If you do not specify the wtimeout option and the level of write concern is unachievable, the write operation will block indefinitely. Specifying a wtimeout value of 0 is equivalent to a write concern without the wtimeout option.

WTF?

Maximum document size is 16MB (link)

The maximum BSON document size is 16 megabytes.

A client may think that a write was successful but it wasn't!

Even with (w=1 or w='majority') and (j=1), it is possible to wind up rolling back a committed write to the primary on failover (link) and the client may think that the write was successful but it wasn't!

Examples
  • The network TCP connection between the application and the server was reset after the server received a write but before a response could be sent.
  • The MongoDB server terminates between receiving the write and responding to it.
  • The network fails between the time of the write and the time the client receives a response to the write. 

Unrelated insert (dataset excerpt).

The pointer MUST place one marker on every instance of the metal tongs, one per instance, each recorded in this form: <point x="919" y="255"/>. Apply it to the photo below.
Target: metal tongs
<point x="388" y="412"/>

w='majority' doesn't resolve the problem because the parameter j doesn't affect the replicas (link):
Requiring journaled write concern in a replica set only requires a journal commit of the write operation to the primary of the set regardless of the level of replica acknowledged write concern.
 You can find more information on the official MongoDB docs and a relative StackOverflow post.

A client doesn't get a response after a write and thinks that the write didn't happen but happened!

Usually the MongoDB client (e.g. Java driver) tackles the following problems transparently to the developer:
  • insert isn't acknowledged --> re-execute it (provided the _id was set by the client and is the same on both executions)
  • update isn't acknowledged --> treat it as deletion and insertion 
  • deletion isn't acknowledged --> idempotent; re-execute it
  • find isn't acknowledged --> idempotent; re-execute it

During failover writes cannot occur (i.e. they fail)

When the primary node fails, another is elected from its replica set. During the election the client cannot write. This is because in MongoDB only the primary node can accept writes.

Therefore you may have to guard your code and try to re-execute the failed write.
By the way can the MongoDB driver do anything about it?